Sanxingdui et ses masques de bronze
Sortis de deux fosses du Sichuan en 1986, les masques aux yeux saillants de Sanxingdui appartiennent à une civilisation de l'âge du bronze qui n'a laissé aucun texte. La reprise des fouilles en 2020 en a mis au jour six autres fosses.
SOMMAIRE

Masque de bronze aux yeux saillants, du type exhumé à Sanxingdui, Sichuan
Trois tertres dans la plaine de Chengdu
Le site s'étend sur une douzaine de kilomètres carrés dans la plaine de Chengdu, sur le territoire de Guanghan, à une quarantaine de kilomètres au nord-est de la capitale du Sichuan. Son nom lui vient du paysage : trois monticules de terre jaune alignés au sud d'une terrasse en forme de croissant que les riverains appelaient la Baie de la Lune. Sanxingdui (三星堆 Sānxīngduī) signifie « les tertres des trois étoiles », et l'image ancienne de trois étoiles accompagnant la lune décrivait la butte bien avant que l'on sache ce qu'elle recouvrait.
La première trouvaille est fortuite. Au printemps 1929, un paysan qui creuse un fossé d'irrigation met au jour un dépôt de jades dont la qualité attire l'attention des milieux savants de Chengdu. Une campagne de fouilles est montée en 1934 : elle livre d'autres jades et des poteries, sans que personne devine l'ampleur de ce qui dort là. Les décennies suivantes dégagent peu à peu une ville de l'âge du bronze, ceinte de remparts de terre battue, occupée pendant plus d'un millénaire.
1986 : les deux fosses
Le basculement a lieu en 1986. Des ouvriers qui prélevaient de la terre à briques éventrent une fosse rectangulaire remplie d'objets ; une seconde est repérée à quelques dizaines de mètres, au mois d'août. Les deux contiennent plusieurs centaines de pièces de bronze, d'or, de jade et de terre cuite, des dizaines de défenses d'éléphant et des milliers de coquillages ayant servi de monnaie. Rien de comparable n'avait été exhumé en Chine occidentale.
L'état des objets est aussi parlant que leur nombre. Presque tous ont été brisés, tordus ou passés au feu avant d'être enfouis, puis recouverts de terre et d'ossements d'animaux calcinés. L'hypothèse retenue est celle d'un dépôt rituel : la destruction volontaire d'un trésor sacré, offert en une fois. Aucune sépulture n'accompagne ces fosses, et aucun reste humain ne leur est associé.

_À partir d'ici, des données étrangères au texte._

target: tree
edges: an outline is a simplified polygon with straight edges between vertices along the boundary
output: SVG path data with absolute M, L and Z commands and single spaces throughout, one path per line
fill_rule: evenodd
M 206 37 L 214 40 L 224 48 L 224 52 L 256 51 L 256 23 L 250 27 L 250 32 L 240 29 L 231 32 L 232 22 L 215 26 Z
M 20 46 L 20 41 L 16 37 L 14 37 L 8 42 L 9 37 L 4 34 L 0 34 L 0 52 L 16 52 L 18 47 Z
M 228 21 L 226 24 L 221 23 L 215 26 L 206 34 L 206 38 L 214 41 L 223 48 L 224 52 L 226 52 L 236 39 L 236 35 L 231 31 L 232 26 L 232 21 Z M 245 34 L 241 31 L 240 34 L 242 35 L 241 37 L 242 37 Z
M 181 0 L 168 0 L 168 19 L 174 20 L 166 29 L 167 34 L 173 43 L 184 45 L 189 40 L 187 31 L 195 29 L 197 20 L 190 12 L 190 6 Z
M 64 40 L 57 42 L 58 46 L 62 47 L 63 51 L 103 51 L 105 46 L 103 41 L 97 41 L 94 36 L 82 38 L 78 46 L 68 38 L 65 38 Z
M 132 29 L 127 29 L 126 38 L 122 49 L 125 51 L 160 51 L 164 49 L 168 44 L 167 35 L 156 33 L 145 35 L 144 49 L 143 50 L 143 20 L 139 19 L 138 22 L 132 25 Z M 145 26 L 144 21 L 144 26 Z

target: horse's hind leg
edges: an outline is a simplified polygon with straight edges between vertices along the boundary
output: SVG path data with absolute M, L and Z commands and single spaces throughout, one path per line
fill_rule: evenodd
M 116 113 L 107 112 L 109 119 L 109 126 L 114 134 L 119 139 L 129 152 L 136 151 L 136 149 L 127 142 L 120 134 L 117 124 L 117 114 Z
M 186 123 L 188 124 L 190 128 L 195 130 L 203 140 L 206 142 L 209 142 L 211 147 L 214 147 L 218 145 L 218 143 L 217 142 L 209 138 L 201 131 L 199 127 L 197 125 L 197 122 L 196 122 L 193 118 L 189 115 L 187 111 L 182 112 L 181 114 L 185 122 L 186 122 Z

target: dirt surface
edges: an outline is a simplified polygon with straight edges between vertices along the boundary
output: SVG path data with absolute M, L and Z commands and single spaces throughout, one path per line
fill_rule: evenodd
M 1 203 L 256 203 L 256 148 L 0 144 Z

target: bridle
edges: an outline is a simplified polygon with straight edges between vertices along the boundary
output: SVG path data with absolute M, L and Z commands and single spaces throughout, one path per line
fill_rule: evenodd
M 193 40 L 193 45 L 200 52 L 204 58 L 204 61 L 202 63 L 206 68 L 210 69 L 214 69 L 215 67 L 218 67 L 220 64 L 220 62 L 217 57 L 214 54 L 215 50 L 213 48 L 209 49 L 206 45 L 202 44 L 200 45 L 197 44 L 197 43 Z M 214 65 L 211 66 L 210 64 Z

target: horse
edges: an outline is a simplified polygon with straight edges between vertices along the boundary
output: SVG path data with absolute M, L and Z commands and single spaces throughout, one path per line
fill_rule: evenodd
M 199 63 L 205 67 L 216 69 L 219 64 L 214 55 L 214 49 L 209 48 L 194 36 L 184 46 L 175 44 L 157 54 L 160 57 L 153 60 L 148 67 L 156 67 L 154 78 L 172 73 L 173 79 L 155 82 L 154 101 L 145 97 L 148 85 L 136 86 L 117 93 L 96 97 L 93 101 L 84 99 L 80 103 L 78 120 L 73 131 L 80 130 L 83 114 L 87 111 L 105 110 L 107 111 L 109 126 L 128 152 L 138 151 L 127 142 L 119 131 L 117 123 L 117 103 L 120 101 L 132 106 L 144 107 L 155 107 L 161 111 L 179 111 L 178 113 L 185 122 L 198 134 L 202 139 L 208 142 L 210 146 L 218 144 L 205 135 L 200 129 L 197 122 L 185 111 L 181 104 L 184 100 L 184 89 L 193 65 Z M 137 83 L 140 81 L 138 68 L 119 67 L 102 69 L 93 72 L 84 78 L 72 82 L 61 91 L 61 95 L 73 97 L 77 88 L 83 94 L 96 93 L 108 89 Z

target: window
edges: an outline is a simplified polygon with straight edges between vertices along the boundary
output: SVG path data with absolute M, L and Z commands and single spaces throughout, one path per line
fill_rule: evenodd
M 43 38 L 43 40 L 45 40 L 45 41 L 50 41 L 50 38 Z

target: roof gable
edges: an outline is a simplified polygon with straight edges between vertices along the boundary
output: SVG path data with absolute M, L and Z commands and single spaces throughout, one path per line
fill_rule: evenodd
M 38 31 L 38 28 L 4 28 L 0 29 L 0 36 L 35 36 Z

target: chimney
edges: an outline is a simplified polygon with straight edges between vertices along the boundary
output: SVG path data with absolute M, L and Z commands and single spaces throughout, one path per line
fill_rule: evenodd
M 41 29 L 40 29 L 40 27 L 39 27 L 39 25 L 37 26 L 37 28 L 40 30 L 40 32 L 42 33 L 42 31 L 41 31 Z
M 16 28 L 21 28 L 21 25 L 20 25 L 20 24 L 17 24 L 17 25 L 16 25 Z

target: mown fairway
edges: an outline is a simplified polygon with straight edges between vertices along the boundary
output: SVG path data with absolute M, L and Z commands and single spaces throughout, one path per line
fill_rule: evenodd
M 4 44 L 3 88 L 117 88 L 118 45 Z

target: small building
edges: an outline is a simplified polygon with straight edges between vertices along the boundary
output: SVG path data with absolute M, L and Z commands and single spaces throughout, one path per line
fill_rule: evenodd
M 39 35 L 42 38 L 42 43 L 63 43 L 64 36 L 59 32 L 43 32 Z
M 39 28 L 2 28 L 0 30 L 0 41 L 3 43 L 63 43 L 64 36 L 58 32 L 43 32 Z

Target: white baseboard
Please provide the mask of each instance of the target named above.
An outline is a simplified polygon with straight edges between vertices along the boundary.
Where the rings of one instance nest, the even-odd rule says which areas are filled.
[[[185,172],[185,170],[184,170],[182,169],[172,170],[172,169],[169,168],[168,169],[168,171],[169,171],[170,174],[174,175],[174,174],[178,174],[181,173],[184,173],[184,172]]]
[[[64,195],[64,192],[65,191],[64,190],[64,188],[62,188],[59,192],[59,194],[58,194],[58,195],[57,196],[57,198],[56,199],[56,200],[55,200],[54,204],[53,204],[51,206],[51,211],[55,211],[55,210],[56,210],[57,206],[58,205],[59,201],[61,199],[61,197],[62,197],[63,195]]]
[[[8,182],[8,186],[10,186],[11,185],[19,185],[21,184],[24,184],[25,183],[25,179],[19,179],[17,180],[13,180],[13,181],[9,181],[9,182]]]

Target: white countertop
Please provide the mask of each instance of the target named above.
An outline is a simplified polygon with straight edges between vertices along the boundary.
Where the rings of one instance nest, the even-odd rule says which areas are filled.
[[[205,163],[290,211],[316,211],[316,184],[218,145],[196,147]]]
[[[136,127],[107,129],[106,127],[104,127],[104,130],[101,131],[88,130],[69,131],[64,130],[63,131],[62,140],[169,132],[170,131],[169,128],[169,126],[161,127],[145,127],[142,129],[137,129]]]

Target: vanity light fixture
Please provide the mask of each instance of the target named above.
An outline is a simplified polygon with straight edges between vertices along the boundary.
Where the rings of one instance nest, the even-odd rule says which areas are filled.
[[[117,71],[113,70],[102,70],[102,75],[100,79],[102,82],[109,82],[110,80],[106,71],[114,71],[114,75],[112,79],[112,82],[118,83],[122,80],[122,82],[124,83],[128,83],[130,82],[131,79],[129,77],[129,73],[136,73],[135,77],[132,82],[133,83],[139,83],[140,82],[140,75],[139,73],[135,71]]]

Des visages sans équivalent
Ce que les fosses ont rendu de plus singulier, ce sont des dizaines de têtes et de masques de bronze à taille humaine ou davantage. Le visage est toujours le même : menton carré, nez droit et fort, sourcils en lame, bouche étirée jusqu'aux joues, oreilles démesurées et souvent percées. Certaines têtes portent encore une feuille d'or plaquée sur la face, ajourée aux yeux. Toutes s'achèvent en bas par une découpe nette, en pointe ou en équerre : elles étaient fichées sur des corps de bois ou d'étoffe aujourd'hui disparus.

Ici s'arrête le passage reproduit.